Sliding window sanario in PTF vs Availability of recently loaded data in the staging table for reporting purpose

Mar 23, 2015 at 1:46 PM
Hello everybody, I am a SQL server DBA and I am planning to implement table partitioning on some of our large tables in our data warehouse. I am thinking to design it using the sliding window scenario. I do have one concern though; I think the staging tables we use for new data loading and for switching out the old partition are going to be non-partitioned, right?? Well, I don't have an issue with the second staging table that is used for switching out the old partition. My concern is on the first staging table that we use it for switch in purpose, since this table is non-partitioned and holding the new data, HOW ARE WE GOING TO USE/access THIS DATA FOR REPORTING PURPOSE before we switch in to our target partitioned table????? say, this staging table is holding a one month worth of data and we will be switching it at the end of the month. Correct me if I am wrong okay, one way I can think of accessing this non-portioned staging table is by creating views, which we don’t want to change our codes.

Do you guys share us your thoughts, experiences???

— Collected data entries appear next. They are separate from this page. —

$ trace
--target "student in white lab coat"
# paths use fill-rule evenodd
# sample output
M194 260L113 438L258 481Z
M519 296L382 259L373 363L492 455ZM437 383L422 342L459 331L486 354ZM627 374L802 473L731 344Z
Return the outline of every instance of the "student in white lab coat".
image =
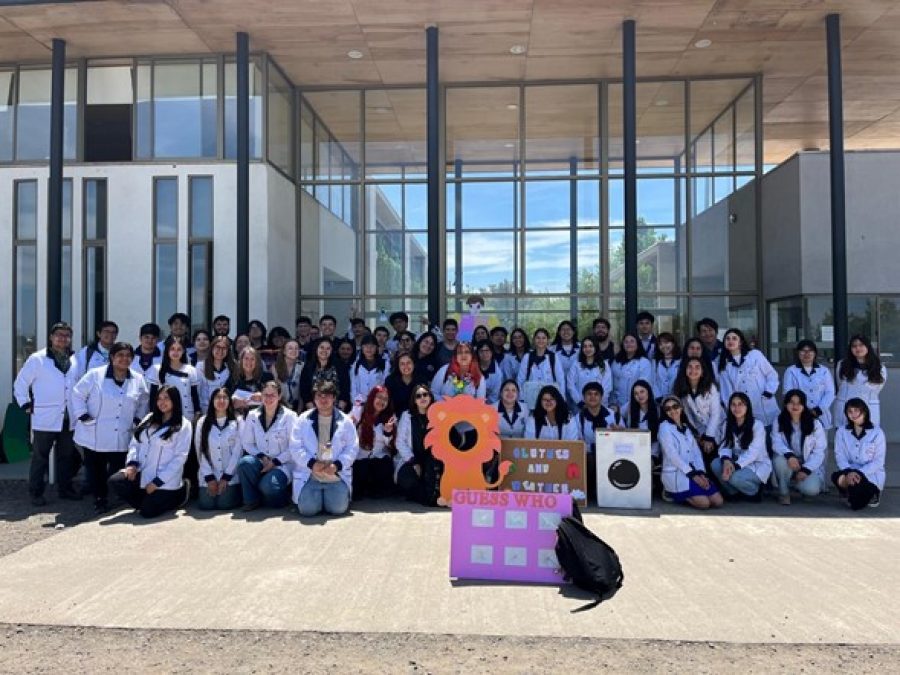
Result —
M503 384L503 371L494 359L494 350L489 340L475 343L478 356L478 367L484 380L484 400L494 405L500 400L500 386Z
M566 388L568 389L569 402L573 410L577 410L584 403L584 385L588 382L596 382L603 387L606 405L609 391L612 390L612 367L600 354L597 338L589 335L581 341L581 349L578 357L569 367L566 374Z
M697 445L681 399L672 395L663 398L662 412L659 448L662 453L663 499L688 504L695 509L722 506L722 495L706 473L703 453Z
M578 340L575 339L575 324L568 319L560 321L559 326L556 327L553 342L550 343L550 349L556 353L557 358L562 360L564 373L569 372L569 368L578 358L580 347Z
M753 405L743 392L728 399L725 439L712 470L727 495L762 501L762 486L772 474L772 461L766 451L766 429L754 419Z
M155 323L145 323L138 332L138 346L134 352L131 368L144 377L147 377L153 366L158 366L162 361L159 333L159 326Z
M450 357L450 363L441 366L431 381L431 393L435 401L453 398L458 394L468 394L484 399L485 381L481 368L475 359L472 345L458 342Z
M514 379L506 380L500 387L500 438L524 438L528 410L519 401L519 385Z
M838 470L831 481L847 497L854 511L866 506L877 507L884 490L884 459L887 442L884 431L870 416L869 406L861 398L844 404L846 424L834 436L834 461Z
M206 414L198 420L194 432L194 447L200 458L197 506L203 510L231 511L241 504L237 474L243 455L241 425L228 387L213 389Z
M784 395L784 407L772 430L772 465L778 478L778 501L791 503L791 488L815 497L825 484L828 437L800 389Z
M394 434L397 418L386 386L376 384L350 413L359 454L353 462L353 498L387 497L394 490Z
M77 371L75 377L81 379L84 374L94 368L109 365L109 350L119 337L119 326L115 321L101 321L97 332L90 343L75 354Z
M531 340L528 339L528 334L521 328L513 328L509 334L509 351L503 358L503 374L506 379L518 380L522 360L530 351Z
M872 424L877 427L881 423L879 395L887 381L887 369L865 335L850 338L847 354L834 369L837 375L834 419L843 419L847 401L861 398L869 408Z
M74 441L84 452L96 513L109 510L107 481L125 466L132 431L147 414L150 395L144 376L130 368L130 344L115 343L109 357L108 366L89 370L72 391Z
M224 335L212 339L209 356L197 363L200 376L200 409L209 408L210 394L219 387L227 387L234 372L234 358L231 356L231 340Z
M538 392L534 410L525 420L525 438L548 441L581 439L578 422L569 416L569 406L553 385L547 385Z
M722 403L740 392L747 395L756 419L766 429L778 416L778 373L758 349L751 349L747 338L737 328L725 331L725 350L719 356L717 377Z
M674 394L681 399L688 423L703 453L709 471L710 462L718 456L725 424L725 409L719 388L713 379L709 362L703 356L691 356L682 362Z
M650 453L659 458L659 408L653 395L653 387L646 380L638 380L631 385L631 397L623 410L626 429L640 429L650 432Z
M832 427L831 407L834 405L834 378L831 370L816 362L816 343L800 340L794 349L794 365L784 371L784 390L799 389L806 394L806 405L822 426Z
M653 393L657 401L672 393L675 386L675 378L678 377L681 365L681 349L675 342L675 336L671 333L660 333L656 338L656 353L651 360L653 363Z
M560 392L566 390L566 375L562 359L550 351L550 333L544 328L534 331L531 338L532 349L522 359L517 380L523 400L528 397L526 385L530 382L552 384ZM525 400L525 405L538 407L537 402Z
M613 390L609 403L622 410L631 398L631 387L638 380L649 382L653 379L653 366L644 354L640 341L632 333L626 333L622 345L612 362Z
M584 343L582 343L582 346ZM588 382L581 390L584 405L575 415L578 433L584 441L587 451L588 501L597 499L597 430L621 429L622 418L618 412L610 410L603 404L603 386L599 382Z
M350 368L350 400L353 405L363 405L372 388L383 385L390 372L390 365L378 353L378 341L372 335L364 335L359 356Z
M191 422L181 414L177 387L162 385L147 415L134 430L125 468L109 479L109 489L155 518L187 504L191 482L184 461L191 451Z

We really appreciate your help.
Coordinator
Mar 23, 2015 at 3:27 PM

Like you already mentioned, one way to solve this problem is by using a view that unions the selects on the partitioned table and the staging table (but make sure to have check constraints on the partitioning column in place on both tables that check the upper and lower limit so that the optimizer is able to decide which part of the union holds which data).

Another option would be to use one partition per month and switch in the data incrementally on a daily basis, e.g. by using SwapPartition or SwitchOut/SwitchIn in PTF, or you might change the granularity of your partitions, e.g. daily versus monthly. Thereby, everything up to today’s data always would be in the partitioned table.

HansPo

Mar 23, 2015 at 9:56 PM
Thanks Hanspo,
I will look in to the Swap Partition option as you suggested and make sure that the space requirement for the staging tables is fair enough.
Aug 21, 2015 at 10:23 AM
This is actually quite an interesting problem for me too.

I'm building a reporting database whereby I am pulling in data from a variety of sources to provide metric information for a client website. I plan on using monthly partitions, with a process to swap in the staging table at month end. Using monthly partitions because clients view the data as monthly reports.

Talking to the guys who actually will be using the front-end tp analyse the data before sending it to clients, they obviously want data daily, if not perhaps weekly which I am resistant to. Would it be possible, using PTF to stick to a monthly partition system, but have a process to duplicate the staging table once a week, swap in the weekly table into the active partition without then dropping the staging table. The following week the staging table contains the data from the previous week, adds the new data, and then swaps that in. At month end, we'll still do a final swap into the partition, rolling the next partition forward? Like an incremental staging table?

Essentially I want to dump the staging data into the partitioned metric table every week, but consolidate the partition and move the sliding window at month end?